I felt my face getting right red, looked down at the white marble counter and then back up at Khaki. "I'm real sorry that I'm pregnant and you ain't. It kind of makes me feel like bragging, struttin' around here with my big belly."
"Don't be silly," Khaki said, waving her hand.
To be downright honest, it didn't feel all that bad. I ain't never had much to brag about, growing up like I did. I never had a new car or the fancy shoes or even the best backpack. So, to have something that somebody else wanted. Well, it was kinda like gettin' even in a way.
But a baby ain't the same kinda dream as a promotion at work or a string a' pearls all your own. It ain't the kinda thing you can just pull yourself up by your bootstraps, dust off your overalls, and earn. If you ask me, it seems like a lotta the time the people who should have the youngens cain't get pregnant and the ones who don't have no business raising nobody pop 'em out like candy corn at Halloween.
"So what's up with the princess?" Khaki asked.

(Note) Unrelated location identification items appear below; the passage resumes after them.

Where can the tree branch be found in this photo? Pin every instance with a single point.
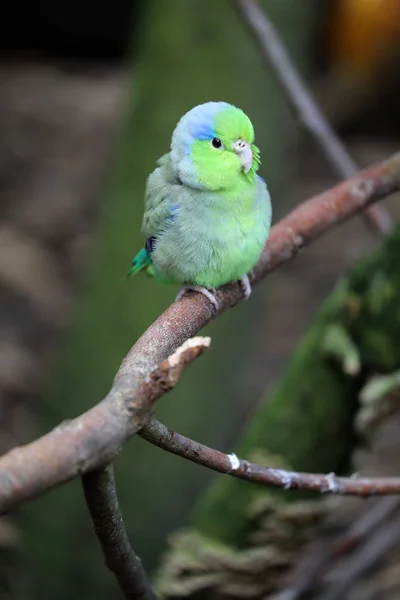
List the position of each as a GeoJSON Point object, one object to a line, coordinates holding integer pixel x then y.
{"type": "Point", "coordinates": [304, 103]}
{"type": "Point", "coordinates": [93, 439]}
{"type": "Point", "coordinates": [101, 498]}
{"type": "Point", "coordinates": [156, 433]}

I smiled and said, "Well, I went to the doctor today, and he said that now that I'm thirty-seven weeks, I'm full term. She'll be comin' any time." I weren't scared when I said it. I knew childbirth was gonna hurt right fierce. But cain't nobody tell you what it's like to bring a baby home all alone, to be the only person responsible for another person's raisin'. All I knew was that my back was achin', my feet was swollen, I couldn't get near a good night's sleep, and I was as ready to pop as a chick pecking through an eggshell.
But now I know: There's being ready, and there's being ready. When you're nineteen, you don't know the damn difference.